I did that because, while I love the idea of mmorpgs, I have long abandoned the search for a new one to call “home.” It has been a long time since I felt like a character I played in an mmorpg had purpose. The most recent game I can remember that gave me that feeling of purpose was in Dark Age of Camelot. When I logged in and the player realm of Albion had captured much of my realm’s frontier. My realmmates and I felt this compelling need to step up and drive them out. After battling Albs all night, I would scratch my “achiever” itch by going to the Camelot Herald and see how my Realm Points stacked up against others. Naturally, the comradery between realmmates and battling against enemy realms scratched a bit of the “social” and “killer” itches as well.
Contrast that with my later World of Warcraft experience where I was new to the game and talking to more-experienced guildmates about player-vs-player battlegrounds.
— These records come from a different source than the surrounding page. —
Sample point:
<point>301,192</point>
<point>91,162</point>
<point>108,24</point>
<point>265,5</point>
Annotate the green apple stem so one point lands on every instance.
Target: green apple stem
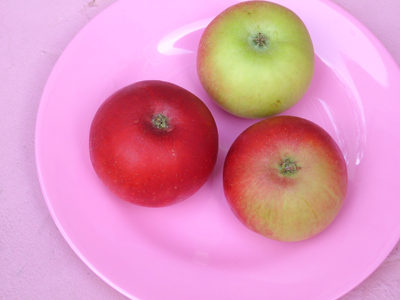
<point>289,167</point>
<point>160,122</point>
I asked, “so what’s the purpose of playing in the battlegrounds?” To which they replied, “to get better loot.” So, then I ask, “why do I need better loot?” To which they replied, “so you can do better in the battlegrounds.” Wait, what? But why?
Because Brawndo has electrolytes…
https://youtu.be/3boy_tLWeqA
So, yes, I have believed 100% that WOW dumbed everything down to the carrot and stick of achievement-seeking. The purpose of exploring is to achieve. The purpose of killing is to achieve. And the purpose of achieving? To achieve! To achieve what? The next thing of course! Furthermore, because it was so successful, it became THE model to emulate.
That is why I have told friends myself that I think the modern WOW incarnation of Blizzard is the devil. In my opinion they destroyed the mmorpg genre AND, if that wasn’t enough, they killed a great arcade-style series, Diablo, by incorporating those same WOW-like elements into THAT game.
But getting back to my original point, and yours I believe, is that — yes, I agree with Bartle’s awesome analysis of “play” styles — for me there’s more to it than the player “type” itch I’m scratching, but also for what purpose. …Obviously, a ridiculous number of “achiever” types are willing to keep pumping quarters into WOW to achieve for achievement’s sake. I don’t understand it myself.
I was really happy to find this article. I’ve felt alone in my somber reflection of the perceived death of something that once held my interest so much — watching it spiral into insignificance.
I can definitely relate to what you’re saying. Thanks for writing that.
Jay
Great post Jay!
I think the Bartle archetypes are useful to game designers so they can include content that satisfies the needs and motivations of the 4 distinct archetypes. But the big question is as you have asked: to what purpose?
Achievement for achievement’s sake, exploration for exploration’s sake and so on seems pointless and small. I could never get into PVP because in almost ever MMO I played, killing other players had no real purpose or meaning. I am not a killer at heart yet I would take up arms to defend my family, friends and my country.
I think players would like to be part of MMORPGs that allow them to make an impact on the world around them. Some like DAOC have tried this with great results but MMOs like WoW have really dropped the ball and never bothered to pursue giving players a sense of impact and destiny because Blizzard is all about imposing a dramatic narrative upon players. The events and timeline always follow a strict script that has no room for deviation. The featured uber boss of every expansion must die in the final patch of each expansion cycle.
I believe players want to be part of something that is bigger than themselves. The sad truth is that they have never been allowed to do so or given the opportunity because the video game industry continues to make the same MMO over and over again.
I’m very glad you enjoyed my article. I’m pleased to know that there are people out there who still want so much more from this genre.